Sutton also knocked down anyone who threw a ‘smug tantrum’ by attending Melbourne’s anti-lockdown ‘super spreader’ protest on Saturday.
“It’s very frustrating at this critical time,” he said.
Police have made six arrests in the city and are looking for a protester who allegedly threw a large pole at a mounted officer.
The charges that arose from that protest included drug possession and refusing to provide contact information to police and at least one was charged with assaulting a counselor.
Another 70 demonstrators in Melbourne face fines, but police believe the number will rise.
Victoria managed to deliver 17,370 doses of vaccine in the 24 hours to Sunday, with 32,385 virus tests conducted over the same period.
Chief Health Officer Brett Sutton said on Saturday the state was “on track” for a planned easing of restrictions on Tuesday, but declined to confirm.
Victoria registered 12 new locally acquired cases on Saturday, 10 of them quarantined throughout their infectious period and also all linked to current outbreaks.
The numbers continue an encouraging downward trend in new diagnoses after 14 cases were reported on Friday and 26 on Thursday.
Prof Sutton introduced a new travel designation for NSW late Friday, making the entire state an “extreme risk zone” retroactive to July 9.
This makes it difficult for Victorians in NSW to come home unless they get a rare exemption or have an itemized work permit.
“It’s very strict when it comes to the movement of people across the border,” he said.
Asked on Saturday whether Victoria could expect an easing of her own restrictions on Tuesday as planned, Prof Sutton said the signs were positive, but he declined to commit.
Health Minister Martin Foley insists NSW’s risk designation is a natural sequence of attempts to protect Victoria and not related to Prime Minister Daniel Andrews’ call for a ‘ring of steel’ blockade around Sydney.

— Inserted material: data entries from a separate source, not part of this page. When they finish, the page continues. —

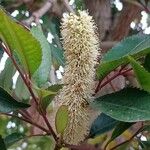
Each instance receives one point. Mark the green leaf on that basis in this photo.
(120, 129)
(136, 46)
(80, 4)
(128, 105)
(21, 90)
(57, 53)
(13, 138)
(7, 74)
(62, 118)
(41, 76)
(8, 103)
(48, 95)
(142, 75)
(2, 144)
(20, 40)
(147, 63)
(102, 124)
(1, 52)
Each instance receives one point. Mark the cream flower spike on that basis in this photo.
(81, 47)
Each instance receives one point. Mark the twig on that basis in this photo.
(6, 49)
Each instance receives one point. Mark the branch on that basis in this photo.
(39, 13)
(27, 83)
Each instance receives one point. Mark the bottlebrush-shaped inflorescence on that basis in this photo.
(81, 46)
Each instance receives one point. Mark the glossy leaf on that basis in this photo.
(147, 63)
(128, 105)
(142, 75)
(7, 74)
(102, 124)
(62, 118)
(120, 129)
(21, 90)
(57, 53)
(13, 138)
(8, 103)
(1, 52)
(136, 46)
(20, 40)
(41, 76)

He also moved on Saturday to wash away the idea of tensions with NSW over a lack of willingness to divert vaccines to the virus-ridden suburbs of Sydney.
Mr Foley said Victoria and other states had “legitimate demands” for scarce vaccines for July and August, which had already been allocated to them on a population basis.
However, he welcomed recent reports of Pfizer reserve doses in the national stash and said he would be happy if those were sent to NSW.
Meanwhile, an anti-lockdown protest in Melbourne was violently ended on Saturday when police used pepper spray to clear the crowd.
Thousands of protesters of all ages chanted ‘freedom’ as they gathered outside Victoria’s Parliament House.
“We can all argue the merits of different approaches to transmission management, but let’s not pretend that ‘marching for freedom’ will actually deliver the precious freedom we all need and desire,” Prof Sutton later tweeted.
On Saturday, more than 22,000 Victorians were listed as primary close contacts at home, while about 2,500 MCG contacts prepared to be released after 14 days of incarceration.